This interactive data visualization project explores how emotions are expressed in song lyrics across different languages, cultures, and time periods. Using computational analysis and data visualization techniques, we examine patterns in emotional expression, linguistic features, and structural elements of lyrics from around the world.
Live Demo: Cross-Cultural Dynamics of Emotional Expression in Lyrics Video backup address(included in github): Video
The project is organized into a modular structure to facilitate maintenance and expansion:
project/
├── index.html # Main HTML file with page structure
├── css/
│ ├── styles.css # Main stylesheet
│ └── tabs.css # Tab navigation styles
├── js/
│ ├── common.js # Shared utilities and functions
│ ├── main.js # Main initialization script
│ ├── tabs.js # Tab navigation functionality
│ └── modules/ # Visualization modules
│ ├── moduleA.js # Historical Trends in Lyrical Tone
│ ├── moduleB.js # Temporal Emotion Trends by Language
│ ├── moduleC.js # Emotional Dimensions Across Languages
│ ├── moduleD.js # Clustering Analysis (Sankey Diagram)
│ ├── moduleE.js # Valence-Arousal Profiles
│ ├── moduleEpisodeSign.js # Episode Signature Features
│ ├── moduleEpisodeSig.js # Episode Signature Comparison
│ ├── moduleMatrix.js # Confusion Matrix
│ ├── moduleSpearman.js # Lyrical Feature Correlations
│ ├── moduleStruct.js # Structural-Emotional Correlations
│ ├── moduleUmap.js # UMAP Clustering Visualization
│ └── moduleVAD.js # VAD Correlation Matrix
└── data/ # Dataset files
├── processed_data/ # Language-specific data
├── processed_data2/ # Emotion dimension data
└── various CSV/JSON files
This project uses the WASABI dataset, which contains metadata for over 2 million commercially released songs, including:
- Lyrics with emotion annotations (valence, arousal, dominance)
- Language identification
- Genre classification
- Temporal information
The dataset was preprocessed and analyzed to extract:
- Emotional dimensions across languages
- Temporal trends in emotional expression
- Linguistic features correlated with emotional states
- Structural patterns in lyrical narratives
The project is divided into two main sections:
- Historical Trends in Lyrical Tone (1950s-2010s): An animated visualization showing how the use of emotional and thematic word categories has changed over time.

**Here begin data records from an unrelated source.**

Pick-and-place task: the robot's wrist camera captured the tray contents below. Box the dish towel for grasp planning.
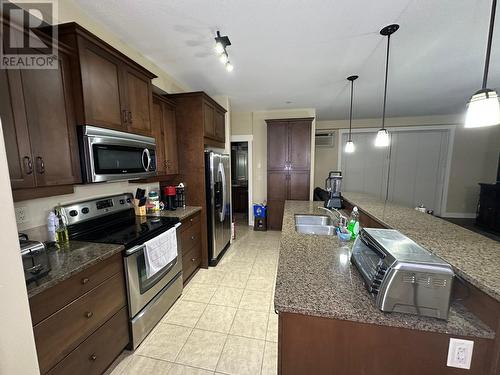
[144,223,181,279]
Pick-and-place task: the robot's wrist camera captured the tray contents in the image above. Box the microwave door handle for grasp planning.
[141,148,151,172]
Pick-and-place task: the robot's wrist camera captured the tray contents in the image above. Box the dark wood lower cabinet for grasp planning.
[30,253,129,375]
[180,212,202,285]
[278,313,494,375]
[47,307,129,375]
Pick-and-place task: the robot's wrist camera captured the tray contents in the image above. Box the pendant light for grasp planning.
[465,0,500,128]
[344,76,359,154]
[375,24,399,147]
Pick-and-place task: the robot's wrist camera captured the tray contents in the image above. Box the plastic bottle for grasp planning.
[47,211,59,242]
[56,206,69,246]
[347,206,359,239]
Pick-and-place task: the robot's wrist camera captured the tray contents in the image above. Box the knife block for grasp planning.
[134,199,146,216]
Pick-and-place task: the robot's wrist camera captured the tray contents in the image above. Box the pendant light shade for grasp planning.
[344,76,359,154]
[375,129,391,147]
[465,0,500,128]
[375,24,399,147]
[465,90,500,128]
[344,141,356,154]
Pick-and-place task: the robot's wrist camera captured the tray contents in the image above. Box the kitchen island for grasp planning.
[275,201,497,375]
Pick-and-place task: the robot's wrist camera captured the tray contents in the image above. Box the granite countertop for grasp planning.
[342,193,500,301]
[27,241,124,298]
[154,206,202,221]
[274,201,495,338]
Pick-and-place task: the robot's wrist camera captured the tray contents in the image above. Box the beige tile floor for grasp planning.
[107,226,281,375]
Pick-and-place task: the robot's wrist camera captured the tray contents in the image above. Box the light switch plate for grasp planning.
[446,338,474,370]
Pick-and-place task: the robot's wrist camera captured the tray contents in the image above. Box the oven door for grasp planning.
[83,126,156,182]
[124,231,182,318]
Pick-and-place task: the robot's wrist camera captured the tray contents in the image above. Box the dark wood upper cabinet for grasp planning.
[0,45,81,200]
[58,22,156,135]
[21,52,81,187]
[152,95,179,175]
[0,70,35,189]
[79,39,127,130]
[266,118,313,230]
[267,121,288,171]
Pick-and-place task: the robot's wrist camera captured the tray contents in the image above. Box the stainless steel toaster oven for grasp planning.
[351,228,454,319]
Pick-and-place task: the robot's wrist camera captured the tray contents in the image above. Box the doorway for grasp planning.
[231,141,249,225]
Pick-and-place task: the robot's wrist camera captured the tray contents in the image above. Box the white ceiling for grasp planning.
[77,0,500,120]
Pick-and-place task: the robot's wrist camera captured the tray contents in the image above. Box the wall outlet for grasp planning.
[15,207,28,224]
[446,339,474,370]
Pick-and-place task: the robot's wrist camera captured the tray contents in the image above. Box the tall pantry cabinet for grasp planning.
[266,117,314,230]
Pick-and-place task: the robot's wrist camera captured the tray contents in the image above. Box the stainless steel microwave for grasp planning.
[79,125,156,182]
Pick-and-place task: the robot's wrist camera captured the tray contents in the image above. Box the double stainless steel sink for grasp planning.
[295,215,336,236]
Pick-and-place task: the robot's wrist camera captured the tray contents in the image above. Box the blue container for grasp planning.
[253,204,266,218]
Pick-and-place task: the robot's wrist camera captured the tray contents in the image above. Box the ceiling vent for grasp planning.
[315,130,335,147]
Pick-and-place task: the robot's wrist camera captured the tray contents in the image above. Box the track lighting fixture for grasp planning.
[214,31,234,72]
[375,24,399,147]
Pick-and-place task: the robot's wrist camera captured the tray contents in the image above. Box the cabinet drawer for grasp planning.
[29,252,123,325]
[181,222,201,254]
[181,212,201,233]
[48,307,129,375]
[182,243,201,282]
[33,272,126,373]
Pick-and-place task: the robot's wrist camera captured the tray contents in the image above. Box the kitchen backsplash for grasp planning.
[14,181,159,232]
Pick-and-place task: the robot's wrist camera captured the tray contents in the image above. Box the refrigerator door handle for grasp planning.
[219,162,226,223]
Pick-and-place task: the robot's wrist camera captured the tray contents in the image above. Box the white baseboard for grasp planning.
[441,212,476,219]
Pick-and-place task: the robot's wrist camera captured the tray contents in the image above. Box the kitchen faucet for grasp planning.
[318,206,347,227]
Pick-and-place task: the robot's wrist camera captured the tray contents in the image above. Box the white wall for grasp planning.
[315,115,500,216]
[0,126,39,375]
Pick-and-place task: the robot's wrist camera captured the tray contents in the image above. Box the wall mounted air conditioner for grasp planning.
[315,130,335,147]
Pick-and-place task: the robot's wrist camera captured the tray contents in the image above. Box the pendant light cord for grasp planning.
[382,34,390,129]
[483,0,497,89]
[349,80,354,142]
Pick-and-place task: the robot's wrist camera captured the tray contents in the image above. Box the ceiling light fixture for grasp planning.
[375,24,399,147]
[465,0,500,128]
[344,76,359,154]
[214,31,234,72]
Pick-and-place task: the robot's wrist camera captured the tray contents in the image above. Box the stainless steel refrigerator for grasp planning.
[205,151,231,266]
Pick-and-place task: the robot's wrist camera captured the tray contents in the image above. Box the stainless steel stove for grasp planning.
[62,193,183,349]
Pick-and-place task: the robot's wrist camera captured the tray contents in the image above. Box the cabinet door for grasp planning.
[287,171,310,201]
[267,171,288,230]
[21,52,81,186]
[151,98,166,175]
[288,121,311,171]
[80,39,127,130]
[215,110,226,142]
[267,122,288,171]
[203,102,215,138]
[162,103,179,174]
[123,66,152,135]
[0,70,35,189]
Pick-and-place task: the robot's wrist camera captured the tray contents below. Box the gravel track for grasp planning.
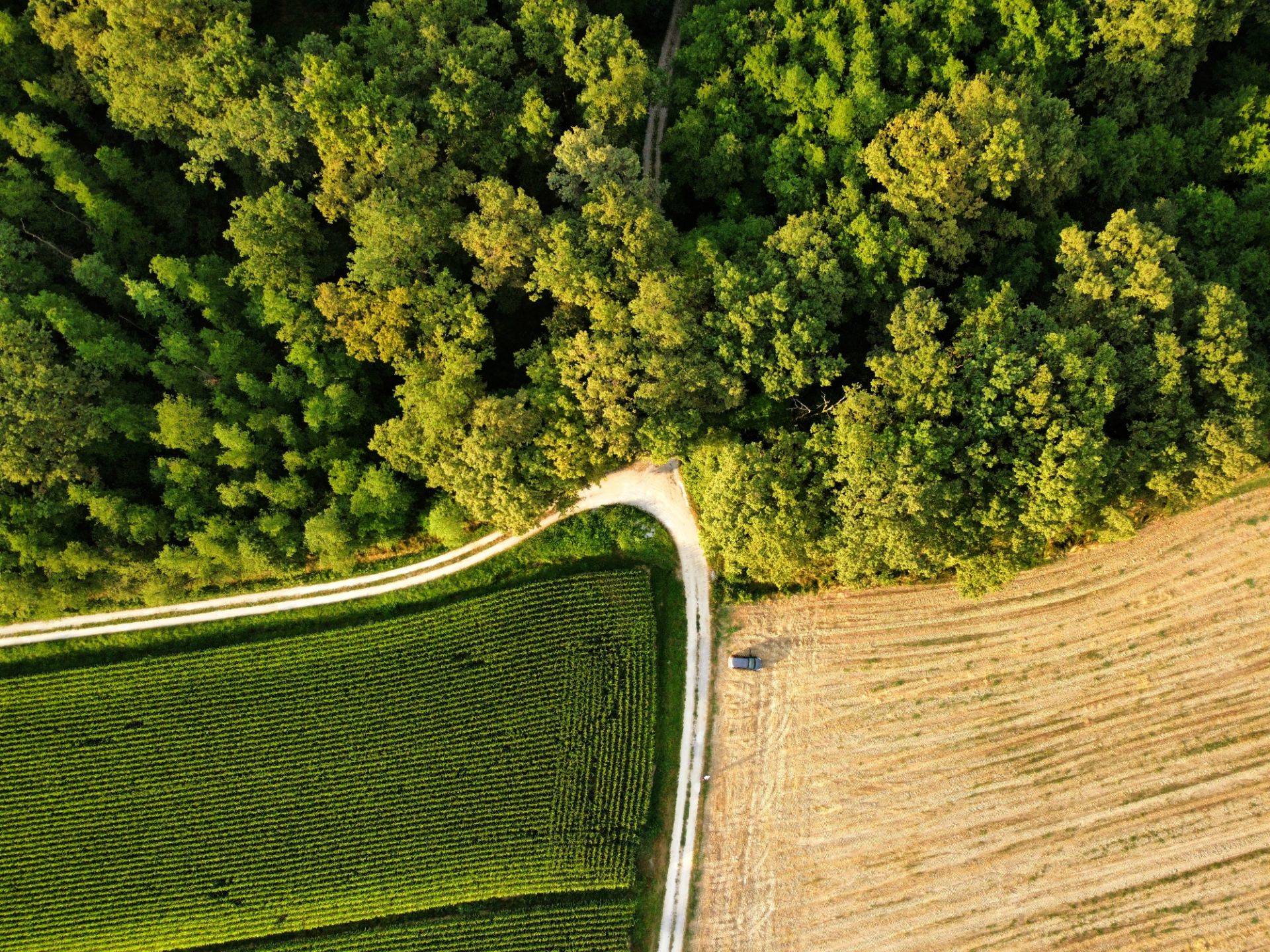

- Emotional Dimensions and Trends by Language: Interactive bar charts displaying emotional attributes across languages and their evolution over time.
- Valence-Arousal Profiles: Scatter plot and companion bar chart showing the two-dimensional emotional space across languages.
- Temporal Emotion Trends Within Languages: Detailed view of how specific languages have expressed emotions through time.
- Clustering Analysis: Sankey diagram mapping structural patterns to emotional episodes.
- VAD Correlation Matrix: Heatmap visualizing correlations between different emotional dimensions.
- UMAP Clustering: Visualization of high-dimensional lyrical data in 2D space.
- Confusion Matrix: Shows relationship between VAD values and emotional episode classifications.
- Structural and Emotional Feature Correlations: Heatmap revealing how lyrical structure relates to emotional content.
- Episode Signature Features: Bar charts displaying distinctive characteristics of emotional episodes.
- Linguistic Signatures: Comparison of language patterns across emotional states.
- Visualization: D3.js (v7)
- Specialized Components: d3-sankey for Sankey diagrams
- Layout & Design: Custom CSS
- Typography: Roboto (Google Fonts)
- Data Processing: Python (pandas, scikit-learn, UMAP)
- How do emotional expressions in lyrics differ across languages?
- What temporal trends can be observed in emotional tone across decades?
- How do linguistic structures correlate with emotional states?
- Can we identify universal patterns in how emotions are expressed in lyrics?
The project employs multiple visualization techniques:
- Time Series: Showing emotional trends across decades
- Heatmaps: Displaying correlations between features
- Scatter Plots: Visualizing relationships between emotional dimensions
- Bar Charts: Comparing measurements across categories
- Network Diagrams: Showing relationships between structural clusters
- Interactive Elements: Filters, tooltips, animations for exploration
-
Clone the repository:
git clone https://github.com/com-480-data-visualization/lyrical-emotion-InSight.git
-
Navigate to the project directory:
cd lyrical-emotion-InSight
-
Open
index.html
in a web browser, or set up a local server:python -m http.server
Then visit
http://localhost:8000
in your browser. -
Alternatively, visit the hosted version.
This project was developed in three milestone phases:
- Milestone 1: Dataset selection, problem definition, and exploratory data analysis
- Milestone 2: Design and implementation of visualization prototypes
- Final Milestone: Integration of all visualizations into a cohesive interactive web experience
This research builds on work in affective computing, computational linguistics, and musicology. We apply natural language processing techniques to analyze lyrics from multiple languages, examining how different cultures encode emotions in their musical expressions.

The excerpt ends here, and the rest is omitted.